Аналитическое эссеЭто история об одной медитации. Медитация – это и размышление, и созерцание. В данном случае – это вопрошание: засыпая, спросила у своего сердца, почему оно любит одного человека, и пообещала, что серьезно отнесусь к его ответу и к его любви – а не как к постыдной и жалкой прихоти «дел сердечных». Хочу заметить, что я обратилась к «сердцу» потому, что этот концепт хорошо усвоен мной на уровне образности, но это не значит, что я принимаю мифы про чакры, любовь, кордоцентризм и т.д. Не раз в кризисных ситуациях я обращалась к опыту осознанных сновидений и медитаций, этот навык относительно освоен еще в моем мистическом отрочестве. Теперь сказки, мифы, фантазии – инструмент для моего любительского само-анализа. И иногда он бывает очень продуктивным.
Мое сердце рассказало мне, что я стою на кухне квартиры, где мы с моим партнером сейчас живем, и пытаюсь набрать воды из бутылки с помпой. Вдруг замечаю в полу дыру – в пропасть. А когда ставлю чашку на стол и оглядываюсь по сторонам, пропасть уже расширилась, и я осталась стоять на одном-единственном островке пола, а внизу – необъятная страшная темнота. Вспоминается, что это сон, и, значит, можно использовать сверхспособности. Беру ноутбук и тетради со стола и перелетаю из кухни к выходу – но там не коридор, как в этой квартире; пока я лечу, решаю, что мне нужно работать, и значит лучше бы мне попасть в «самую уютную и безопасную комнату, какую только можно себе представить». Попадаю на кухню в бабушкиной квартире в Антраците, где не была с 2014-го.
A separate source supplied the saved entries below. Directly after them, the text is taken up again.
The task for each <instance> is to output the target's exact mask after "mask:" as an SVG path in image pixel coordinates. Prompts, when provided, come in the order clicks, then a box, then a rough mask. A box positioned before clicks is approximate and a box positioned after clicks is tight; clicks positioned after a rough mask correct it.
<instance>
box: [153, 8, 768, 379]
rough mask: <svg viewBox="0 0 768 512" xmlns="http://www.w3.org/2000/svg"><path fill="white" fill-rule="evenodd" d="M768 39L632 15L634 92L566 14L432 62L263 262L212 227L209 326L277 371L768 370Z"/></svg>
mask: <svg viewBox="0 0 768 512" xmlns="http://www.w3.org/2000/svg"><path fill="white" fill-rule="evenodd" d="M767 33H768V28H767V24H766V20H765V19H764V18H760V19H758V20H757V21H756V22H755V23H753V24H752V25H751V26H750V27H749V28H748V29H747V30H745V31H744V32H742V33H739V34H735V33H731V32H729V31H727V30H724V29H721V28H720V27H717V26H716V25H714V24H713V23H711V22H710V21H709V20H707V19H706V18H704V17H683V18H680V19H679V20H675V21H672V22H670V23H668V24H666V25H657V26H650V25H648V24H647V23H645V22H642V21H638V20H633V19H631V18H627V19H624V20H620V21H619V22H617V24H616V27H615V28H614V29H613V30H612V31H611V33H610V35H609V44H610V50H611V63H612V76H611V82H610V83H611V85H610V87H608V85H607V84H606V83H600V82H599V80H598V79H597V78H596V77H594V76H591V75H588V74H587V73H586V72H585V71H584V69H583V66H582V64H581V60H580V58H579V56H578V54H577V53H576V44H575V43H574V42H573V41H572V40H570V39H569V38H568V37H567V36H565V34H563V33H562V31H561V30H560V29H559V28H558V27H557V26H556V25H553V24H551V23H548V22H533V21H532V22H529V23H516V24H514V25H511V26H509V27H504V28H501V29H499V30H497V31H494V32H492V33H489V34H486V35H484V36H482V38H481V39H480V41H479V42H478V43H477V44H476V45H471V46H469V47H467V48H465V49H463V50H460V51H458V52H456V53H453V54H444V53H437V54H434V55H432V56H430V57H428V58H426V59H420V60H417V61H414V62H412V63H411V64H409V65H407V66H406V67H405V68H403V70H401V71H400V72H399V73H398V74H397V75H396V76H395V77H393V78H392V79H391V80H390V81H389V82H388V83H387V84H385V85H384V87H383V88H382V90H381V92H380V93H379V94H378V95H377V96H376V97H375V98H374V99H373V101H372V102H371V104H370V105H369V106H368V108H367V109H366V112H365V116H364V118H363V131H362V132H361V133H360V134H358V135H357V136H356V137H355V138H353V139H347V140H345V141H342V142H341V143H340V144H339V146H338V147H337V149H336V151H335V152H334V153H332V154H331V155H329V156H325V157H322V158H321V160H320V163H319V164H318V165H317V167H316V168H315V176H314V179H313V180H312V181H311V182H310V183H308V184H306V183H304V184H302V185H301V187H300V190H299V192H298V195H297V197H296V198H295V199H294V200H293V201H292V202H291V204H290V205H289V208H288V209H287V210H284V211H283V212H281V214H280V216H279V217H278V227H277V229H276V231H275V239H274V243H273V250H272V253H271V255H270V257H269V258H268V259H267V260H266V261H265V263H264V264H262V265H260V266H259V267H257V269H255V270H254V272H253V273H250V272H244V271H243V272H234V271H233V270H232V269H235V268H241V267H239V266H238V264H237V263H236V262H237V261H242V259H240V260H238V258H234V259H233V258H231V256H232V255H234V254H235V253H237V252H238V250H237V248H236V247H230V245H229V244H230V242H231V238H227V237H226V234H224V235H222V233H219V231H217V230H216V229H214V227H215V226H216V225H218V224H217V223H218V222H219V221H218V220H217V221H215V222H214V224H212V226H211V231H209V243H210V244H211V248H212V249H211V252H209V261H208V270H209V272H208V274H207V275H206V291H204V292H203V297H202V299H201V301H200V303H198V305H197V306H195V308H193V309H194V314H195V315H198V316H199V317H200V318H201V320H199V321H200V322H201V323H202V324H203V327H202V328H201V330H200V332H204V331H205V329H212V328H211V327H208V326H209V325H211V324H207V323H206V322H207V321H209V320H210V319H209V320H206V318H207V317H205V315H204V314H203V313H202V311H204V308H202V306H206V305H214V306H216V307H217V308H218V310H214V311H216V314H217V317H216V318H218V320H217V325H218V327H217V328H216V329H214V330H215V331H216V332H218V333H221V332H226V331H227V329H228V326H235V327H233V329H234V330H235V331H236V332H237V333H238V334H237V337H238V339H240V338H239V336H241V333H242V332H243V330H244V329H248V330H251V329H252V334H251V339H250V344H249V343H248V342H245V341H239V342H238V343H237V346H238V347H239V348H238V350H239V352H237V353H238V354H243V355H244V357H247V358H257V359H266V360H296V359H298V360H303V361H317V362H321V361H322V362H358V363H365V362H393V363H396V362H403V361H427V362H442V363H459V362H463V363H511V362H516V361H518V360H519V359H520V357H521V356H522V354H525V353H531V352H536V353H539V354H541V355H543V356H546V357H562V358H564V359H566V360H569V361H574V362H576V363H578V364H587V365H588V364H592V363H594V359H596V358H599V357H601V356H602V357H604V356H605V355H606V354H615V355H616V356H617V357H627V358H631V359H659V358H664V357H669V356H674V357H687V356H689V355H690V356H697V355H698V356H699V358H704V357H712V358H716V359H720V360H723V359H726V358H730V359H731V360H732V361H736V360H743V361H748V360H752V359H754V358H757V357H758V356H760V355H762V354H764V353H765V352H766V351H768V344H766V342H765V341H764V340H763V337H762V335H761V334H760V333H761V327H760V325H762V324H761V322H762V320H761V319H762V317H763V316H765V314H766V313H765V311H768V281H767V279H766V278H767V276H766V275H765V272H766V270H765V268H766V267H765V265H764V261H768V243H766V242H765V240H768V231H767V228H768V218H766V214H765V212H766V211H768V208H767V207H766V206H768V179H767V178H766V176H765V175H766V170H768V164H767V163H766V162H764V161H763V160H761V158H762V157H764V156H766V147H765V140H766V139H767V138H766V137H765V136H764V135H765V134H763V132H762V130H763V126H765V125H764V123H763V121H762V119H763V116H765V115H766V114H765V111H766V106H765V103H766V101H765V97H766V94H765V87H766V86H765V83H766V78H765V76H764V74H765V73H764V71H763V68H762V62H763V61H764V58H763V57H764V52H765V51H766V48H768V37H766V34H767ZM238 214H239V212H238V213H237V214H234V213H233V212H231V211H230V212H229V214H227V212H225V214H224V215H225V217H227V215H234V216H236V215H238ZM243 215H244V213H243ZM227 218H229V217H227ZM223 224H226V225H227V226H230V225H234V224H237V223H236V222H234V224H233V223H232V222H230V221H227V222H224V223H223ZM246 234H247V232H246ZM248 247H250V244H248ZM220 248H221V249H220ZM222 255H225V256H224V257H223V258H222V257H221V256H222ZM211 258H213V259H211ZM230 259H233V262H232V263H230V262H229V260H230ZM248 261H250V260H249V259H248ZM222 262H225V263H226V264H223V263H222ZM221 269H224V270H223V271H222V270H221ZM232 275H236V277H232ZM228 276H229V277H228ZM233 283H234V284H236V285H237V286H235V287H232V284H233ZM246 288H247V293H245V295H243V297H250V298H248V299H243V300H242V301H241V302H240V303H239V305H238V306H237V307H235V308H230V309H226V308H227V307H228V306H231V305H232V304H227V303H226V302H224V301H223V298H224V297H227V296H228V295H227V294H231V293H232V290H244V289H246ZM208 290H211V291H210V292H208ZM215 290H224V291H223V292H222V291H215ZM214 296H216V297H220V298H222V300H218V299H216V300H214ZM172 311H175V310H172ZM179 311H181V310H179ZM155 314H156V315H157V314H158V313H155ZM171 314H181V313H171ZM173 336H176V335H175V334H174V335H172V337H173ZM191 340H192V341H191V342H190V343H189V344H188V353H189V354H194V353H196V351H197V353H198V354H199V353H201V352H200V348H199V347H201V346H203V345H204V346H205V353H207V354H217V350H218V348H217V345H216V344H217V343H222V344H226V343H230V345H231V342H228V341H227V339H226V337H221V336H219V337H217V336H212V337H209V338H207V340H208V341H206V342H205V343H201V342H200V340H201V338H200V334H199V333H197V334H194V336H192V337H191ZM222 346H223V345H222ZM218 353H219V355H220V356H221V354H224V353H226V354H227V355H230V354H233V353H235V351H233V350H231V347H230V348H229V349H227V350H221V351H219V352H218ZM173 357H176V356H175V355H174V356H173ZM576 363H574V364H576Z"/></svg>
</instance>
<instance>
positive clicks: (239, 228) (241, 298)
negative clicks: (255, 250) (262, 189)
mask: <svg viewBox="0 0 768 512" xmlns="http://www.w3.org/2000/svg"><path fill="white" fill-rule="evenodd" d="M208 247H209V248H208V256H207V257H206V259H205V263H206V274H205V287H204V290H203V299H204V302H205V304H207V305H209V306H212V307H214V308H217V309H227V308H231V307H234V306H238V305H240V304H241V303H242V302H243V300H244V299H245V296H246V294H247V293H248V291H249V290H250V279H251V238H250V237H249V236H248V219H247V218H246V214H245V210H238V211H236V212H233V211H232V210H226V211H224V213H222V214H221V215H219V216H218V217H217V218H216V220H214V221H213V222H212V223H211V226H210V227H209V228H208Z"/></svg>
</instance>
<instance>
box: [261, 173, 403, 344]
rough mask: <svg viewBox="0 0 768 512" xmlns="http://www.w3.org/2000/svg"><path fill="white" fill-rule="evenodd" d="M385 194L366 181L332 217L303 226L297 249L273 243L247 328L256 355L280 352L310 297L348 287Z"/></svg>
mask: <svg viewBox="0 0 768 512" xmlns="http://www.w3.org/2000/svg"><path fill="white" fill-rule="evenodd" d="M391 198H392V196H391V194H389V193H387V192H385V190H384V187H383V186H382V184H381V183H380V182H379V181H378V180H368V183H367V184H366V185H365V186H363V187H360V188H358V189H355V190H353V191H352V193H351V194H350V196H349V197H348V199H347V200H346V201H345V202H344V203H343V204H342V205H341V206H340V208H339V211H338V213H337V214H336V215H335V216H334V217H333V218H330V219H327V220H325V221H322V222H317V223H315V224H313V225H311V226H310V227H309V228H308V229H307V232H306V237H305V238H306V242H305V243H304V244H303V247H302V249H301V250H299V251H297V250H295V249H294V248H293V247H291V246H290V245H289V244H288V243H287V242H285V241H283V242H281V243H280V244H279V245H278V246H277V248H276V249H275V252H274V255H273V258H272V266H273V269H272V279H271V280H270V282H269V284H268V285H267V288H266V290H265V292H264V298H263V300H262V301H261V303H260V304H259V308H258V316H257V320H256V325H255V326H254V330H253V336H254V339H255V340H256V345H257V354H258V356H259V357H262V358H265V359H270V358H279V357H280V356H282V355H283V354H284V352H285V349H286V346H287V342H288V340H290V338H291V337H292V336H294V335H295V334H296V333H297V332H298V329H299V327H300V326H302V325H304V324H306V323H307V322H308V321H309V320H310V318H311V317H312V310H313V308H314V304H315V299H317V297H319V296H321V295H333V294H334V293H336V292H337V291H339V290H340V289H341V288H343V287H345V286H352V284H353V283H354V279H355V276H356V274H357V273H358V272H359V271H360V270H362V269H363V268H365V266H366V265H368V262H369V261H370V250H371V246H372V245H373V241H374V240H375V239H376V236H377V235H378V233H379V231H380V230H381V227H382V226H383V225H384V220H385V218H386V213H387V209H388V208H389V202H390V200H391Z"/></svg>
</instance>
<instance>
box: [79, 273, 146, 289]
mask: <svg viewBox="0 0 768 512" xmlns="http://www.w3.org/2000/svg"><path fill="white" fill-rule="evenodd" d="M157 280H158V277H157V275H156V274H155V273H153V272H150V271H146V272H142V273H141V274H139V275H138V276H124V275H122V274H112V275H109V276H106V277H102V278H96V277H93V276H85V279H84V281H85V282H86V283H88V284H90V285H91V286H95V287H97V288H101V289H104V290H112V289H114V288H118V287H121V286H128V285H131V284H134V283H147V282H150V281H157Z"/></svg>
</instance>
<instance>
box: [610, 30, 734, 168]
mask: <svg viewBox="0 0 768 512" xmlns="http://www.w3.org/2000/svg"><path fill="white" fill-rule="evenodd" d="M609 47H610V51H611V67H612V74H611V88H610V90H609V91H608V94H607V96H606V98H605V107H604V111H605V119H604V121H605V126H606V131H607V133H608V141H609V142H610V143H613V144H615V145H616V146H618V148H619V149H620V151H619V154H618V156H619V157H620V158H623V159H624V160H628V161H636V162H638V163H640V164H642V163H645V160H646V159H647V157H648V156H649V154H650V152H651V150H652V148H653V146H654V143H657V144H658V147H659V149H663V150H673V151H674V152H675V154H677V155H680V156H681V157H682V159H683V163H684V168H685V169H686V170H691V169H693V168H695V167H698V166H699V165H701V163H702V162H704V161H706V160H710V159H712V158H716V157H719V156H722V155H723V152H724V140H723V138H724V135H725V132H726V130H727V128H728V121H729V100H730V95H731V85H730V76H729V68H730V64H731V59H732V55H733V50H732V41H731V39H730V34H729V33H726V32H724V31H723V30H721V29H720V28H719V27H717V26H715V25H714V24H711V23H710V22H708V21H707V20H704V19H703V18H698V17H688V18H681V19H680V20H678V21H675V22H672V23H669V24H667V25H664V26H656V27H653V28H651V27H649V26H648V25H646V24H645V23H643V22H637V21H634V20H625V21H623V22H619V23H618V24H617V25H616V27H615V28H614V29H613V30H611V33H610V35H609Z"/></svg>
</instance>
Много лет я учила уроки на этой кухне, фрилансила, писала рассказы, курсовые, там же, в углу у батареи, когда-то читал свои детективы мой покойный дедушка. В мою бытность маленькой он приносил мне карамельки «від зайчика», и я верила, что карамельки и правда от зайчика, потому что дедушка знал стихи про зайчика, потому что он работал ночным сторожем, а ночью всегда происходит что-то мистическое. Дедушка знал наизусть всего Кобзаря, пел «А льон цвіте», когда готовил, и был почти как добрый волшебник, вы понимаете, и кухня была пропитана его добротой. В девяностые зарплату выдавали продуктами, и однажды в углу этой самой кухни стояла целая гора сгущенки, принесенной дедушкой. Я ее всю не съела, ее обменяли, но радость от вида такого количества лакомства – одно из самых незабываемых счастий детства. Еще дедушка любил ходить по утрам в лес «по гриби», уходил в четыре и возвращался в десять с грибами. Я только раз добилась, чтобы он взял меня с собой в лес (мне было пять). Что-то было шаманское в моем дедушке. Хотя я всегда называла его просто «дед», будучи стеснительной.
И вот эта кухня была пропитана его присутствием даже в последние годы, когда я бывала там, после его смерти. Никогда и ничто меня здесь не отвлекало, ни холод, ни голоса людей. Эта кухонька в Антраците всегда убиралась, там всегда была еда и тепло. Моя бабушка ценит комфорт других и старается давать им возможность побыть в одиночестве. Это место согрето бабушкиным теплом. В ней бабушкины вышитые салфетки и чайная кукла в пышном платье. Я телепортируюсь в кухню, кладу ноутбук и тетради на стол, и замечаю, что на столе нет клеенки; стол голый, каким он был, когда я была маленькая, в 90-х, когда денег на клеенки или скатерти не было. Вижу, какой стол порезанный, даже металлический ободок по всему периметру «почикан».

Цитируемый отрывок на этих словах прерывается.